There are two ways to be lost.

Way #1: It’s Sunday morning and you’re driving your 11-year-old son Jonathan to play in a basketball game in a faraway town. You’re in search of the Middle School gym, and while you’re confident that you’re within half a mile of the place, you’ve been driving back and forth on the same road for 15 minutes – you can’t seem to find the exact location.

The streets are deserted, but luckily, you come upon an old man sitting in a lawn chair in front of his house. You pull up beside him and ask for directions. He smiles and gives you the answer: You need to drive through the library parking lot; the school gym is right behind it.

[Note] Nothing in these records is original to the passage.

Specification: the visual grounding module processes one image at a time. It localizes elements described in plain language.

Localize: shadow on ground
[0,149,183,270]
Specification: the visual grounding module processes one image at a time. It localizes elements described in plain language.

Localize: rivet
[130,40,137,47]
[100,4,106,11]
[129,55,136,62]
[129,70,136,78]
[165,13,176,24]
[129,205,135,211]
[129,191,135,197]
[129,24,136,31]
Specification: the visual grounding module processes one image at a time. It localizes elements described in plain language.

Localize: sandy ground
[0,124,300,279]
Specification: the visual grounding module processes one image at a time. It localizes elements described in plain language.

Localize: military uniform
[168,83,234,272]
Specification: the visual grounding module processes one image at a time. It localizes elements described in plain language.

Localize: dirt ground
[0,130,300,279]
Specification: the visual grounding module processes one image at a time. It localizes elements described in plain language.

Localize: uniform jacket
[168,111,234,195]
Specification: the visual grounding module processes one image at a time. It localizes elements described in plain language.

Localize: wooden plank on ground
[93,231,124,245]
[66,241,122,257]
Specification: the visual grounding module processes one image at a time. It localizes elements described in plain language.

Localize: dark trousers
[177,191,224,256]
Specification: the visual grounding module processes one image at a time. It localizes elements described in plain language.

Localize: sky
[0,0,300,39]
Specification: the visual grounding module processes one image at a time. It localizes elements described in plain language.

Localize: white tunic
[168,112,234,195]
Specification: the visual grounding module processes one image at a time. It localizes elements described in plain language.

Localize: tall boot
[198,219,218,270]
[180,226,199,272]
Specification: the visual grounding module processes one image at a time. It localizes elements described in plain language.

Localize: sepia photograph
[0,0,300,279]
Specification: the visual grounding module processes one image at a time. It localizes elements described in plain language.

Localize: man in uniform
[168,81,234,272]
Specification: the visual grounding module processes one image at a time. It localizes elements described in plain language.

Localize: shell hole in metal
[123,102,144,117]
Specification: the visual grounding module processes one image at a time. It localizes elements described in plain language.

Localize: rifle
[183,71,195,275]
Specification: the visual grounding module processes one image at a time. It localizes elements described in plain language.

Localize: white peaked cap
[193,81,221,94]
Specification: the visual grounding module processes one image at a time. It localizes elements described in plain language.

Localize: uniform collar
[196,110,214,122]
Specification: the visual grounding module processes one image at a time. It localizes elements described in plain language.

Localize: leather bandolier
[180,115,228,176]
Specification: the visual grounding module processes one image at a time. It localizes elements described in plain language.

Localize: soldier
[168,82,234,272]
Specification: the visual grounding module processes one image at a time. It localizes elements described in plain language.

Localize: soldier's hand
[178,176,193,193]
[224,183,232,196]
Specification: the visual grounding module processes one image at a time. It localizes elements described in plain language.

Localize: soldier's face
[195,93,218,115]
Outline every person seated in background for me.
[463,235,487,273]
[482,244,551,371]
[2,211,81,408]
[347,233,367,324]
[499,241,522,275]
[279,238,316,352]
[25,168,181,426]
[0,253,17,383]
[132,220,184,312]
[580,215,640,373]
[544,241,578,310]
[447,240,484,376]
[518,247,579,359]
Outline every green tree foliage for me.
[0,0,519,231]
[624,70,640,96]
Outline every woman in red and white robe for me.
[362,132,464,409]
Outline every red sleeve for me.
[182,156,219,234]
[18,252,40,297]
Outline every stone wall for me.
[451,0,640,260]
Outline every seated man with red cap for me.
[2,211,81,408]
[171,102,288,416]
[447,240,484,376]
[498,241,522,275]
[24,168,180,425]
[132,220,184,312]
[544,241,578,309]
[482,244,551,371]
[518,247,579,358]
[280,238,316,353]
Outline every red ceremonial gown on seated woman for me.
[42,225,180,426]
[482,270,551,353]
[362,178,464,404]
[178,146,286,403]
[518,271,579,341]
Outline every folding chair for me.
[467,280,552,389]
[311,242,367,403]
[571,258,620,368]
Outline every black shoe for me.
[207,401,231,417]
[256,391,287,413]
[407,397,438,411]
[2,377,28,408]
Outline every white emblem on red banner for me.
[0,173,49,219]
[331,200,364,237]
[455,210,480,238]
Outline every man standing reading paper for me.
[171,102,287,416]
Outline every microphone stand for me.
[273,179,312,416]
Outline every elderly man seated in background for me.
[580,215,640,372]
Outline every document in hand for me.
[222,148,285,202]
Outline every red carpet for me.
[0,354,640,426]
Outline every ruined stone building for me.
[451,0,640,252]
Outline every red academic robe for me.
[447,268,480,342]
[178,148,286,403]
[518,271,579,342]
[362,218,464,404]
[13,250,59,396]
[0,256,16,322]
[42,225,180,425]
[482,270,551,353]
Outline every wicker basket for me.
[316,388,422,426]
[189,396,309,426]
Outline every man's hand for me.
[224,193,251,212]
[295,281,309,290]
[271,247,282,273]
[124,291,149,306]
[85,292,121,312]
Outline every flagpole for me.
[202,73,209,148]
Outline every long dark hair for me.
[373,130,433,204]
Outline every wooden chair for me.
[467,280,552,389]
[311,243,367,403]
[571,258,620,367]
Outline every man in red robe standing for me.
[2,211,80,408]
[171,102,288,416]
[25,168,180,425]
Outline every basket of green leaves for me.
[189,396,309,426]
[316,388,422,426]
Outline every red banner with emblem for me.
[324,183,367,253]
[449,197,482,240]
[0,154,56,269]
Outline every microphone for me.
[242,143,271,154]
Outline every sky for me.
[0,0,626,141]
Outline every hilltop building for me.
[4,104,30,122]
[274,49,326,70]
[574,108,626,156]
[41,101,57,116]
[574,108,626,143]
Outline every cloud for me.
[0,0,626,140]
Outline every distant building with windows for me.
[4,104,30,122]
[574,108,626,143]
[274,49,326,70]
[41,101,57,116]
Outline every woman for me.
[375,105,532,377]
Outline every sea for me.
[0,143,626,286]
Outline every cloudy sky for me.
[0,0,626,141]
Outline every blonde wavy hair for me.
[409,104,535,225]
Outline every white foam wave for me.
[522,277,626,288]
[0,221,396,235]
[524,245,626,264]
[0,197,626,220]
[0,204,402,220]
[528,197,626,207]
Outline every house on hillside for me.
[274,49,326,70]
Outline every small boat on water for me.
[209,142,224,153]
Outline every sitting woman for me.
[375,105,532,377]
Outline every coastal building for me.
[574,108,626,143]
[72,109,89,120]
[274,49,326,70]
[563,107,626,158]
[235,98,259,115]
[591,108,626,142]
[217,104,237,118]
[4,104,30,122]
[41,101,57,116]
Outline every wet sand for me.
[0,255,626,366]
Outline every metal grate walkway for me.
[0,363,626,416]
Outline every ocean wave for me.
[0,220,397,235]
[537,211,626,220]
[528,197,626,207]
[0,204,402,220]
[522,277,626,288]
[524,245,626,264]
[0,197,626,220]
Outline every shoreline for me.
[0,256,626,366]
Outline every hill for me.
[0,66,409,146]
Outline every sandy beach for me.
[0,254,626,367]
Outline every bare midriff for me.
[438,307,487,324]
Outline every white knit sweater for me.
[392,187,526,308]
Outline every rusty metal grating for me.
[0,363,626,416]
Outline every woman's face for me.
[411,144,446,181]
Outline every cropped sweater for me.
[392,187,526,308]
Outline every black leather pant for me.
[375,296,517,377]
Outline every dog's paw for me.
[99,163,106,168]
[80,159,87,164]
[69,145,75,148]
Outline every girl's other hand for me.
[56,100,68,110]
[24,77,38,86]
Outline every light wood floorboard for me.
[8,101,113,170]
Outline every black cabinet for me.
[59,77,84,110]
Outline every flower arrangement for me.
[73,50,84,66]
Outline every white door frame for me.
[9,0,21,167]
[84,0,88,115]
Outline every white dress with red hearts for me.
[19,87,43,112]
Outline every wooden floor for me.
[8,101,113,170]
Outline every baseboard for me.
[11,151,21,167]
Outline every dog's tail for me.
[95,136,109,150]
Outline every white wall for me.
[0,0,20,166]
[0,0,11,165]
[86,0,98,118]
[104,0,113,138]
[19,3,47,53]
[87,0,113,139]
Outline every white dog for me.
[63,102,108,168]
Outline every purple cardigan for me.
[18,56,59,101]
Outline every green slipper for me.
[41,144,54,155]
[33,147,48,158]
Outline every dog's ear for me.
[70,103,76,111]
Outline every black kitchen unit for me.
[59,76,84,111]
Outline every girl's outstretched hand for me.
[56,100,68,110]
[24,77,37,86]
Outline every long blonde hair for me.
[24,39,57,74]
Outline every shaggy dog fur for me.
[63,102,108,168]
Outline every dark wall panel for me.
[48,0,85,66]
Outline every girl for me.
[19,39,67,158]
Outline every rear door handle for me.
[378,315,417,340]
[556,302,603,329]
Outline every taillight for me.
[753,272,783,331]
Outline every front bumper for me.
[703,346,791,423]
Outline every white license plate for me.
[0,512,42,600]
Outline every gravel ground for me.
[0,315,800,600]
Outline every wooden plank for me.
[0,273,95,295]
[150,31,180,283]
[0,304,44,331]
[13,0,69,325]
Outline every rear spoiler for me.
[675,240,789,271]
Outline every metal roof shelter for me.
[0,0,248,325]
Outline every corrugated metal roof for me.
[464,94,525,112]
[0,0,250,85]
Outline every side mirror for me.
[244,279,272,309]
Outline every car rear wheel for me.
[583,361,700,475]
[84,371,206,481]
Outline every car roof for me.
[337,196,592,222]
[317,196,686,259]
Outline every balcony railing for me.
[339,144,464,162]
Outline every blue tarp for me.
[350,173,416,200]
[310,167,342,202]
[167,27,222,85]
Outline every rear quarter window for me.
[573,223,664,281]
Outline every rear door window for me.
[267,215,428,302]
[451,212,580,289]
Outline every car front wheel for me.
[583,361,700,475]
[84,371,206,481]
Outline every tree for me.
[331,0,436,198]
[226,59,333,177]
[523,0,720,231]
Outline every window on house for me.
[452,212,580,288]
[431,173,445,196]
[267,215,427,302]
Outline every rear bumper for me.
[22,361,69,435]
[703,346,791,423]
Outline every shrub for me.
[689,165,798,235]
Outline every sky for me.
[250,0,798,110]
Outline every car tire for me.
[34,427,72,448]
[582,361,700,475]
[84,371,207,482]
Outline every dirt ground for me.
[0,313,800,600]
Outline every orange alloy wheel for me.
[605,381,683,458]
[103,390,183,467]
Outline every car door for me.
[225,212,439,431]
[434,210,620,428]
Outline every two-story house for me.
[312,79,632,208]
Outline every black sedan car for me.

Way #2: You’re alone in a jungle. The ground is wet and the foliage is thick. There are bugs and slithery things everywhere. It’s starting to get dark. In the distance you hear machinegun fire and the sound of angry men shouting … and they’re getting closer.

Out of the fog (there’s always fog) emerges a large, heavily armed man. He looks a lot like Arnold Schwarzenegger – he is Arnold Schwarzenegger. But not present-day Arnold, the ex-California governor. No, it’s 1991 Arnold, immense and confident human and star of Terminator. He looks at you and calmly says, “Come with me if you want to live.”

So here’s my question for you: Are these two men offering the same service?

I mean, they’re both “guides,” right? You’re lost in a strange land and they’re both helping you find your way. Okay, maybe. But that’s pretty much where the similarity ends. Two very different situations and two very different men.

I mention this today in response to a question I hear frequently from my fellow professional service providers. It goes something like this:

“When I meet with prospective clients, I often feel like I’m giving away too much information. How can I prove I have ëthe answers’ without actually giving them away for free before I’m hired?”

My response? “Be more Arnold.”

In other words, instead of worrying about giving away too much information, stop selling “information.” Sell “expert advice” and you can give away the information all day long.

Think about it. Once the old man tells me how to find the gym, his value to me drops to zero. Yes, he knew something critical that I didn’t. But now that I know too, I don’t need him. If he were a “Directions Consultant,” the old man would indeed have to be careful about how much he tells for free, up front.

With Arnold, on the other hand, he can talk as much as he wants; the situation is too complicated, too scary and too unpredictable for me to survive without him. Even if he tells me useful information – “stay low … run fast … talk like this” – I still need him.

Remarkably – and this is the key distinction – in Arnold’s case, the more he tells me up front, the more confident I become in his abilities and the more I begin to really understand the danger all around me. When Arnold shares information, he’s not losing future revenue … he’s marketing.

It’s the same with you and your prospective clients. If you’re selling cookie-cutter solutions to cookie-cutter problems – how to set up a LinkedIn profile, how to conduct a focus group, how to find the middle school gym – you’re only necessary until you give me the answer.

The more you tell me, the less I need you, and you’re forever stuck in a struggle over how much to share before the check is signed.

If, instead, you sell expertise, perspective, situation-specific guidance that helps people manage their particular scary problems, they need you by their side every step of the way.

For example…

… don’t sell, “How to set up a LinkedIn profile.” Sell, “How to know which (if any) aspects of social media are relevant to my business.”

… don’t sell, “How to conduct a focus group.” Sell, “What type of research do I need before launching a new product?”

… don’t sell, “Where’s the middle school gym?” Sell, “How do I make my way safely out of the jungle?”

When you make the switch to expert advice, your information-sharing dilemma goes away. Now, the more you talk and write and give away for free over a cup of coffee at Starbucks, the more people realize the dangers they face and the more they come to believe that you’re the one who can help them.

Here’s the bottom line. Information is a commodity; expert advice is gold. The better you get at selling the latter – the more “Come with me if you want to live” becomes your mantra – the more money you’ll make, the less competition you’ll have and ultimately (and by the way, not coincidentally), the more thrilled your clients will be.